Yesterday’s demonstration united the local Take Back St. Louis campaign with communities fighting Peabody across the nation, including Dineh (Navajo) resistors from Big Mountain/Black Mesa in Arizona, and the Justice for Rocky Branch campaign in southern Illinois. For decades, these communities have lived with Peabody using its financial power to influence democracy and ensure continued profits without concern for human lives, homes and futures.

“I am here today to ask Mr. Boyce why our homes and our land are being destroyed for Peabody’s bottom line, “ said Judy Kellen, one of the Rocky Branch residents who tried to enter today’s shareholder meeting. “Peabody is making profits at the expense of our future and the health of future generations.”

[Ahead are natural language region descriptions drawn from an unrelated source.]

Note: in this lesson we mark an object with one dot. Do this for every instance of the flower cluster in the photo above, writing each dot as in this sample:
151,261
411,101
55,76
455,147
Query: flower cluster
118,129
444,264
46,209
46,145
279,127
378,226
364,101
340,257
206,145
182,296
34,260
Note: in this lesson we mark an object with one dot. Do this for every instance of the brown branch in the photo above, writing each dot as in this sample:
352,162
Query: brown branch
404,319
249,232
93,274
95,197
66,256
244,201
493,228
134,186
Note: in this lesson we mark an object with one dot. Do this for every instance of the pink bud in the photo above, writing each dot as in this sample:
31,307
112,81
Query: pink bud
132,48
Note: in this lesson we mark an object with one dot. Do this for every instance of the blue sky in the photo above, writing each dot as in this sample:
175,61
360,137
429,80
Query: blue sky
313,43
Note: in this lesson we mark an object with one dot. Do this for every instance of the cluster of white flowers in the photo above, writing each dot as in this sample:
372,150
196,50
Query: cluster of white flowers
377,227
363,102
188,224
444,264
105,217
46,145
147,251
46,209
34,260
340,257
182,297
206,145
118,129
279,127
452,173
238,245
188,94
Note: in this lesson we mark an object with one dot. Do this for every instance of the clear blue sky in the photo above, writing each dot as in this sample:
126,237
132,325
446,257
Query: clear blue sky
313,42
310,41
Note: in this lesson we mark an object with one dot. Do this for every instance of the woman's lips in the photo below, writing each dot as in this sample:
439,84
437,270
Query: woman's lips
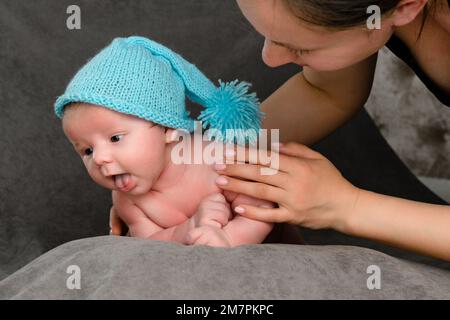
124,182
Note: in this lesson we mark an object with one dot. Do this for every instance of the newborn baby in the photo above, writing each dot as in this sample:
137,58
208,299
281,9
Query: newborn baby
120,112
156,198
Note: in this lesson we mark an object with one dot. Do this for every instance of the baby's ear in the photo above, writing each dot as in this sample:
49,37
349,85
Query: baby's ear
171,135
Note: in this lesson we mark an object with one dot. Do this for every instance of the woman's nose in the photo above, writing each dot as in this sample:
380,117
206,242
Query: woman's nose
275,55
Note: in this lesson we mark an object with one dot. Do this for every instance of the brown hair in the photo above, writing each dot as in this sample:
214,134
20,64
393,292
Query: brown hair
341,14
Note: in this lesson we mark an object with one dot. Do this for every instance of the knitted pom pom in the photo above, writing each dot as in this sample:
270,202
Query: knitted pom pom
233,108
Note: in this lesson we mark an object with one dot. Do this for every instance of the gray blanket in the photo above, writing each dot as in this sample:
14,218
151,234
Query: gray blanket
128,268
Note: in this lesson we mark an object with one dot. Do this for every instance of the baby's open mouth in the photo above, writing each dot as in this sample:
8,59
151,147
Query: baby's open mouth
123,182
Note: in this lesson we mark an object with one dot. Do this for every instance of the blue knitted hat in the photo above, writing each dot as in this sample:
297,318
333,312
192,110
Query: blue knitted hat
140,77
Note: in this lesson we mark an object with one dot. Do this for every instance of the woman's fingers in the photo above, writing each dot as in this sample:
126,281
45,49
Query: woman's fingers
249,188
252,172
299,150
270,162
275,215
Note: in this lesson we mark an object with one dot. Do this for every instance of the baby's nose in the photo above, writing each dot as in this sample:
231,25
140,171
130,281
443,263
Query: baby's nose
101,157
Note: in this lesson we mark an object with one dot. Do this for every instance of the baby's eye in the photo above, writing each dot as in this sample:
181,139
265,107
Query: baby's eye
88,151
116,138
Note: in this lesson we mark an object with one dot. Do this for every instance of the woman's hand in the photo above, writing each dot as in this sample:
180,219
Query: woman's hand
308,188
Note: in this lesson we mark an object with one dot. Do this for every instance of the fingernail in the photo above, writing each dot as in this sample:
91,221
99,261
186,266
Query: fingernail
220,167
221,180
276,146
229,153
239,210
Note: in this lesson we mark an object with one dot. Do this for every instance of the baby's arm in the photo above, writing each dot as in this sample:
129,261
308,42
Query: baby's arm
242,230
213,227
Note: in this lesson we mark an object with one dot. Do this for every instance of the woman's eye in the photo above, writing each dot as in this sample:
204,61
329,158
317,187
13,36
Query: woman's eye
116,138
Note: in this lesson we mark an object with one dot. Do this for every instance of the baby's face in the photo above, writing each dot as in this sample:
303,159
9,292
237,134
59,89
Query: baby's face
120,152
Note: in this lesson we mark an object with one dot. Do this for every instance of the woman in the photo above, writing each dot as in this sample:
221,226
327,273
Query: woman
338,52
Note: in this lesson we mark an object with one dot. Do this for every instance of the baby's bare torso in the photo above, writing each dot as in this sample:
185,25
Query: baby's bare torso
177,202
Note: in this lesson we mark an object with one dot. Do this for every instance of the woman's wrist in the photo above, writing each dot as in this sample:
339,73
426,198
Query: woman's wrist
346,210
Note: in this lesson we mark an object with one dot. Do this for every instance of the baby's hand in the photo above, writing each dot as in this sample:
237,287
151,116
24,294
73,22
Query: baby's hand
209,236
214,211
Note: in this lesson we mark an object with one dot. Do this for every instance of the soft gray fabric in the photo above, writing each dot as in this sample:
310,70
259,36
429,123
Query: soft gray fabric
131,268
47,198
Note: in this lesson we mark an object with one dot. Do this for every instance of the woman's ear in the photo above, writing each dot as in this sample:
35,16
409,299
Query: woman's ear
406,11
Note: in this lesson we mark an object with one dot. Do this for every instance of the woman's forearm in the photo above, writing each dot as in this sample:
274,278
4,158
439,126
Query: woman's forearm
416,226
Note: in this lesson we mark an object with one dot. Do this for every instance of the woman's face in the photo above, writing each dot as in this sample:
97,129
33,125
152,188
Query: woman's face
289,40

This year marks the fortieth year of Indigenous resistance by the Diné (Navajo) communities of Big Mountain and Black Mesa, AZ, to forced relocation from ancestral homelands due to Peabody Coal’s massive strip mining. The effects of the relocation meet all the criteria of the United Nations’ internationally recognized definition of cultural genocide.

Diné (Navajo) resistors on Black Mesa are planning a one-week training camp starting May 16 to demand “not one more relocation” of Indigenous people by Peabody. Members of the Take Back St. Louis campaign will be traveling to Black Mesa for the camp, continuing the increased unity amongst groups fighting Peabody across the country.